Density Ratio Peak Clustering
Shuliang Wang,Xiaojia Liu,Qi Li,Hanning Yuan,Ye Yuan,Ziwen Feng,Fan Zhang
DOI: https://doi.org/10.1007/978-981-97-2421-5_31
2024-01-01
Abstract:Clustering is an important means of obtaining hidden information, and is widely used in economics, biomedicine and other disciplines. Data imbalance widely exists in real-world datasets. For example, when fraud detection is performs in transaction data, only a very small amount of transaction data has fraudulent behavior. Therefore clustering on density-imbalanced datasets has practical implications. Various clustering algorithms have been proposed in recent years, but most clustering algorithms cannot correctly identify low-density clusters on density-imbalanced datasets, resulting in clustering failure.

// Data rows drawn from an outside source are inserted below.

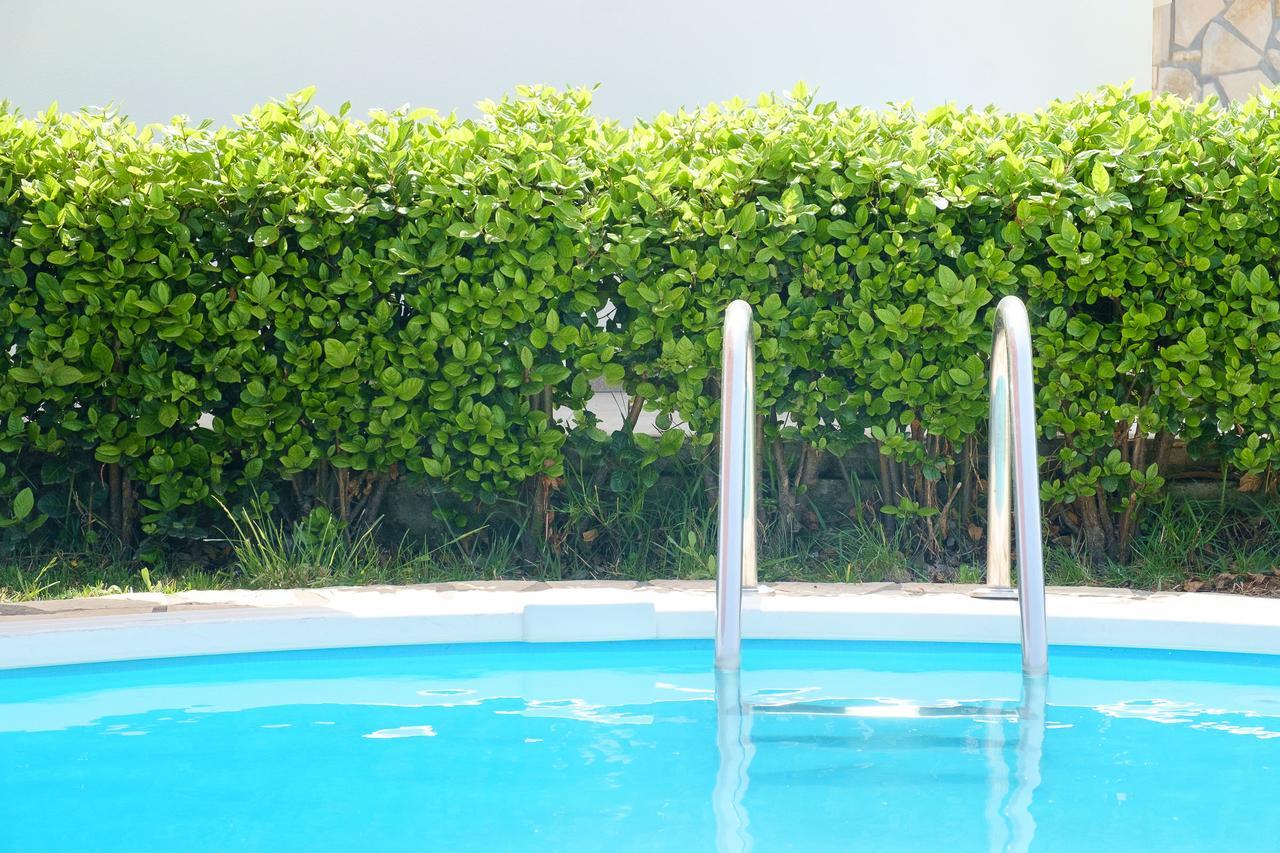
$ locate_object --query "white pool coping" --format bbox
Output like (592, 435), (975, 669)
(0, 581), (1280, 670)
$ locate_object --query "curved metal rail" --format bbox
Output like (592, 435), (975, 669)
(975, 296), (1048, 676)
(716, 300), (756, 670)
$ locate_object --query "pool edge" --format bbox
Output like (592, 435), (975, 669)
(0, 581), (1280, 670)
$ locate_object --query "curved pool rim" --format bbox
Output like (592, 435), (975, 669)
(0, 581), (1280, 671)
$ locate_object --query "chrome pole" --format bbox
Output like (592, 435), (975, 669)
(716, 300), (756, 670)
(712, 669), (755, 853)
(977, 296), (1048, 675)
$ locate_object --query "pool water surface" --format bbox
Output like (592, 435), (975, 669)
(0, 642), (1280, 852)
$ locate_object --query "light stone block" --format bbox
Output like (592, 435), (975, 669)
(1222, 0), (1275, 49)
(1156, 67), (1199, 100)
(1217, 68), (1271, 101)
(1201, 23), (1262, 74)
(1174, 0), (1226, 47)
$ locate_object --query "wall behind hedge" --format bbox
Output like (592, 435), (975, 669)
(0, 84), (1280, 553)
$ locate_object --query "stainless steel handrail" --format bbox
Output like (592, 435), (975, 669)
(716, 300), (756, 670)
(977, 296), (1048, 676)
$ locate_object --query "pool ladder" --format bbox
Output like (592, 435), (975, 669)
(716, 296), (1048, 680)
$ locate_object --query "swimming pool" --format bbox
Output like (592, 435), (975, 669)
(0, 640), (1280, 850)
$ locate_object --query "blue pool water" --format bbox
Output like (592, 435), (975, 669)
(0, 642), (1280, 853)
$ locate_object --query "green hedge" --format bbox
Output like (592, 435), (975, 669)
(0, 88), (1280, 553)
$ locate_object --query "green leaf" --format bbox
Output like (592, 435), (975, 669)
(253, 225), (280, 248)
(1089, 160), (1111, 193)
(324, 338), (355, 370)
(13, 487), (36, 521)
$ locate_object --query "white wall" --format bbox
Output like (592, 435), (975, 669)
(0, 0), (1151, 122)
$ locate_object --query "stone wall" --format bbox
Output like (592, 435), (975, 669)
(1151, 0), (1280, 104)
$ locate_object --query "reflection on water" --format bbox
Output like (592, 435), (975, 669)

To this end, we propose a density ratio peak clustering (DRPC) algorithm, which solves the problem that the original density peak clustering (DPC) algorithm cannot correctly identify low-density clusters and non-center points allocation error linkage problem on density-imbalanced datasets. We conduct experiments on shape datasets, density-imbalanced datasets, and UCI real-world datasets, using normalized mutual information NMI as the evaluation metric, comparing with SNN-DPC, DPC-KNN, DPC, DBSCAN, K-Means algorithms. Experiment results show that DRPC not only inherits the advantages of DPC, but also can more accurately cluster density-imbalanced datasets, and the NMI of the clustering results has increased by 1.5% on average.